A snapshot of Turrbal history suggests the various pathways (Aboriginal tracks), in existence since the Dreamtime, formed the basis of road infrastructure around Brisbane today. Examples of these included Waterworks Rd and the Old Northern Rd.  Waterworks Rd, for example, was built on a Turrbal pathway leading to Mt Coot-tha – a place of the honey-bee Dreaming.  The Old Northern Rd pathway led to the triennial Bunya feast of the neighbouring tribe, the Wakka Wakka.

Today, Aboriginal culture is enshrined in the city’s historical art trails, exhibitions and place names.

As you travel through Brisbane, you will encounter suburbs bearing intriguing Aboriginal names. Among them are Indooroopilly (gully of running water), Bellbowrie (place of the flowering gums), Coorparoo (a ground dove), Enoggera (corroboree place), Yeerongpilly (rain coming), Wooloowin (fish), Nudgee (green frog), Woolloongabba (whirling water) and Wynnum (breadfruit tree), to name but a few.

One of the first indigenous organisations started in West End, originally known as Kurilpa, with Musgrave Park as one of the most well-known meeting grounds.  The National Aboriginal Islander Day of Celebration (NAIDOC) is held in the park each year, as is the Greek Festival – Paniyiri.

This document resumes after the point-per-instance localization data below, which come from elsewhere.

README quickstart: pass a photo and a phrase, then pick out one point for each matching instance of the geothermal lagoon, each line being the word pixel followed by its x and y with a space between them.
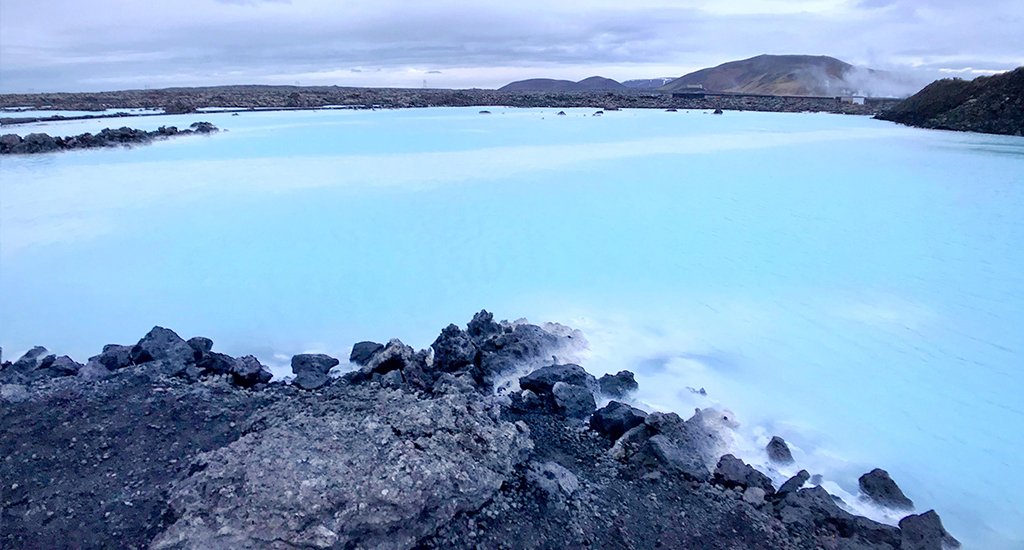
pixel 853 286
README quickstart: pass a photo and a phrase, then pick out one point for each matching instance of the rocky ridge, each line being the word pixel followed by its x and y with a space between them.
pixel 42 142
pixel 481 440
pixel 989 104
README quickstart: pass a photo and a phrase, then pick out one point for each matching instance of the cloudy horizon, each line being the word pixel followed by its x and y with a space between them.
pixel 60 45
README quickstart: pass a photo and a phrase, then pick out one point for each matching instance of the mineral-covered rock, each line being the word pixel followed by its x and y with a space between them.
pixel 879 487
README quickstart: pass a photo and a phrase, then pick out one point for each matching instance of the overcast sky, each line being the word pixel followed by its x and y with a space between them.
pixel 83 45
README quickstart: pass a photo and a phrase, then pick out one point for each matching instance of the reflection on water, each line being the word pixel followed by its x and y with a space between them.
pixel 853 286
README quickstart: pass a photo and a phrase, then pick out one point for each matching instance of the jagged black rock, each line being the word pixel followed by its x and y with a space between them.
pixel 167 443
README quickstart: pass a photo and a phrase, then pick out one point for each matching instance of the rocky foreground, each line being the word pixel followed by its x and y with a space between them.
pixel 482 440
pixel 42 142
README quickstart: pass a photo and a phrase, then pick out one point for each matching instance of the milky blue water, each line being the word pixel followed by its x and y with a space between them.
pixel 853 286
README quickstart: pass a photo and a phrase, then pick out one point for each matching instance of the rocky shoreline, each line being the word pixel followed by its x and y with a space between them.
pixel 35 143
pixel 184 100
pixel 989 104
pixel 481 440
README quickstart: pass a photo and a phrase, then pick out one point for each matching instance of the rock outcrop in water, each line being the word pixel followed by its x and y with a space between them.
pixel 40 142
pixel 167 443
pixel 989 104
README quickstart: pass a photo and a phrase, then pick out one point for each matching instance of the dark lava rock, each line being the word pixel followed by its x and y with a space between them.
pixel 41 142
pixel 454 349
pixel 778 451
pixel 660 453
pixel 114 356
pixel 617 385
pixel 90 465
pixel 554 480
pixel 9 141
pixel 248 372
pixel 361 467
pixel 991 104
pixel 925 532
pixel 482 326
pixel 815 510
pixel 877 485
pixel 203 127
pixel 36 142
pixel 689 448
pixel 161 343
pixel 526 400
pixel 150 459
pixel 732 472
pixel 543 380
pixel 214 363
pixel 615 419
pixel 573 402
pixel 201 345
pixel 794 483
pixel 65 366
pixel 512 349
pixel 310 370
pixel 31 361
pixel 364 351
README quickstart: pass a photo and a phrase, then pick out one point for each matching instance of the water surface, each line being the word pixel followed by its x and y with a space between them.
pixel 853 286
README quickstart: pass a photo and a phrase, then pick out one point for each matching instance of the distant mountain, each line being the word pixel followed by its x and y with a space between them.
pixel 795 75
pixel 552 85
pixel 990 104
pixel 647 83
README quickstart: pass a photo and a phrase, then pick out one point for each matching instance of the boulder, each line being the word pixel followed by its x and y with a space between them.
pixel 214 363
pixel 201 345
pixel 573 402
pixel 64 366
pixel 815 510
pixel 203 127
pixel 543 380
pixel 794 483
pixel 778 452
pixel 662 454
pixel 525 400
pixel 93 371
pixel 13 392
pixel 615 419
pixel 520 346
pixel 617 385
pixel 554 480
pixel 394 355
pixel 732 472
pixel 114 356
pixel 9 141
pixel 880 488
pixel 754 496
pixel 482 327
pixel 364 351
pixel 454 349
pixel 925 532
pixel 248 372
pixel 310 370
pixel 161 343
pixel 367 468
pixel 36 142
pixel 31 361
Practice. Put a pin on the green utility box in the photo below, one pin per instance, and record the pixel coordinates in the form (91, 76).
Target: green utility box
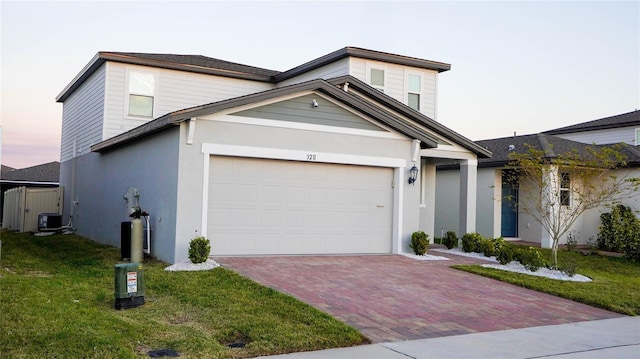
(129, 285)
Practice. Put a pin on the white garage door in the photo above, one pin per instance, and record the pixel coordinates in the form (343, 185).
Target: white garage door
(259, 206)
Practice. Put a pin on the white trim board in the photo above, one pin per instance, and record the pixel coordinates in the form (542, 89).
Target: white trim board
(308, 126)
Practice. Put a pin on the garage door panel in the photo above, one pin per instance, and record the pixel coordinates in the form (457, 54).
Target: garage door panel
(259, 206)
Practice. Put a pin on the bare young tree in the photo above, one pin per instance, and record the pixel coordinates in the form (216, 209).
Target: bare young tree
(555, 189)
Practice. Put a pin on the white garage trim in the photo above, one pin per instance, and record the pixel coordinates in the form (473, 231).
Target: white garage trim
(399, 165)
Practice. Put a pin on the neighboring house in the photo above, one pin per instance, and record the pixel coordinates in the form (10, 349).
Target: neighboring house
(496, 199)
(313, 160)
(41, 176)
(615, 129)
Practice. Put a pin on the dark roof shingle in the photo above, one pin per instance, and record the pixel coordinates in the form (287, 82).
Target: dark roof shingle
(622, 120)
(48, 172)
(552, 145)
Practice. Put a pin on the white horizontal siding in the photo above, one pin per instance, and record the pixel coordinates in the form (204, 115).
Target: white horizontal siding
(176, 90)
(603, 137)
(334, 69)
(82, 116)
(396, 77)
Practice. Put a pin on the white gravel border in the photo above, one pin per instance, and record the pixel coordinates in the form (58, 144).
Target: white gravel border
(426, 257)
(187, 265)
(517, 267)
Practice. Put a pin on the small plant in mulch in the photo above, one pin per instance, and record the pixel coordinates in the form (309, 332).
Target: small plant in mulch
(450, 240)
(419, 243)
(199, 249)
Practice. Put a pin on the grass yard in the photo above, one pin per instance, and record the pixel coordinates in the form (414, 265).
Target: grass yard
(57, 300)
(615, 281)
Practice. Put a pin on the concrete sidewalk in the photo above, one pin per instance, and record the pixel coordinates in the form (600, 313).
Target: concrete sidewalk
(607, 338)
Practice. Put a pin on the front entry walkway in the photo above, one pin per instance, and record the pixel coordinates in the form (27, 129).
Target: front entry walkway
(393, 298)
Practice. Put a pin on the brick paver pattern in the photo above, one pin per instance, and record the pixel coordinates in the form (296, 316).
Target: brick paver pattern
(393, 298)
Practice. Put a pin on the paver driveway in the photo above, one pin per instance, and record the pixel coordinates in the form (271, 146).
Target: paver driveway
(393, 298)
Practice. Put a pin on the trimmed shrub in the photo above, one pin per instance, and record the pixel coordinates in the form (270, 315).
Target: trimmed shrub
(419, 242)
(471, 242)
(632, 248)
(532, 259)
(450, 240)
(499, 243)
(618, 226)
(487, 247)
(199, 249)
(505, 254)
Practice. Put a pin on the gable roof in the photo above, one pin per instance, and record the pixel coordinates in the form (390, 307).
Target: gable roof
(552, 145)
(211, 66)
(418, 116)
(190, 63)
(319, 85)
(623, 120)
(48, 172)
(327, 87)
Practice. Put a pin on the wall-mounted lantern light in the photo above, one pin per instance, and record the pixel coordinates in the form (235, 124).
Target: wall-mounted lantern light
(413, 174)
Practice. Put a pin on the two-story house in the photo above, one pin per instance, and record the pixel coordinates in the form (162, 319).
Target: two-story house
(334, 156)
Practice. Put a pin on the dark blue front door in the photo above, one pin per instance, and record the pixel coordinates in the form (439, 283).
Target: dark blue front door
(509, 210)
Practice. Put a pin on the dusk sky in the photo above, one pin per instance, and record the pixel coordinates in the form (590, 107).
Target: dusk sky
(515, 66)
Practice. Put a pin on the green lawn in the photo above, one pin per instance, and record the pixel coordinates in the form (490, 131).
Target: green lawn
(615, 281)
(56, 300)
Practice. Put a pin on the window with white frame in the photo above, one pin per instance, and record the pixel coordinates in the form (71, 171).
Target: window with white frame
(376, 78)
(414, 85)
(141, 94)
(565, 189)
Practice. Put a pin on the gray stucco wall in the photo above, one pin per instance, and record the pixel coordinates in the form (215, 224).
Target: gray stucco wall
(488, 197)
(101, 181)
(447, 202)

Another important site is the Mt Coot-tha Aboriginal Art Trail where indigenous art is displayed in its natural setting, and you can see how it is used as a way of mapping the land and passing on cultural information. In addition, a significant number of organisations and historical groups are showcasing Aboriginal culture and its importance to Brisbane.